NGC PF64、Top Pop 3枚の内の1枚として、名実ともにこのシリーズの頂点に立つ逸品。
Surface (obverse).
若きヴィクトリア女王が、威厳を湛えた横顔で中央に描かれています。
月桂冠(ローリエ)を戴いた特別な肖像であり、勝利・名誉・知性を象徴するローマ風のスタイルが採用されています。
銘文には「VICTORIA REGINA」、下部に年号「1848」が刻まれており、外周のビーズ状の縁取りがデザイン全体を引き締めています。

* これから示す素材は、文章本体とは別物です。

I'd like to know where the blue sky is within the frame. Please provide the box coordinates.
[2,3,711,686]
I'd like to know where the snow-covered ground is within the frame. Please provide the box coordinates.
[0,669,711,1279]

19世紀英国王室の品格が表現されたデザインとなっています。
また、左上部に鋳型起因と思われる(Die Break)が確認でき、鋳造当時の工程的痕跡として、歴史的な証拠価値を持つディテールでもあります。
この「月桂冠タイプ」は数ある試鋳パターンの中でも極めて珍しく、芸術性と象徴性を兼ね備えた肖像として、コレクターから高く評価されています。
Reverse (reverse)
“ONE DECADE” 十進制度導入の象徴
裏面には中央に【ONE DECADE】と大きく刻まれ、その上下には
上部:「100 MILLES」
下部:「ONE TENTH OF A POUND」
という十進制度の単位が明記されています。
全体を囲むように、オークと月桂の葉によるリース装飾が精緻に彫刻され、下部には三叉槍(トライデント)が添えられています。
これはイギリスが誇る海洋国家としての象徴でもあり、この1枚が国家理念を強く反映して設計されたことが分かります。
1849年以降に正式導入されたフローリン銀貨の礎となる思想が、この試鋳貨に刻まれているのです。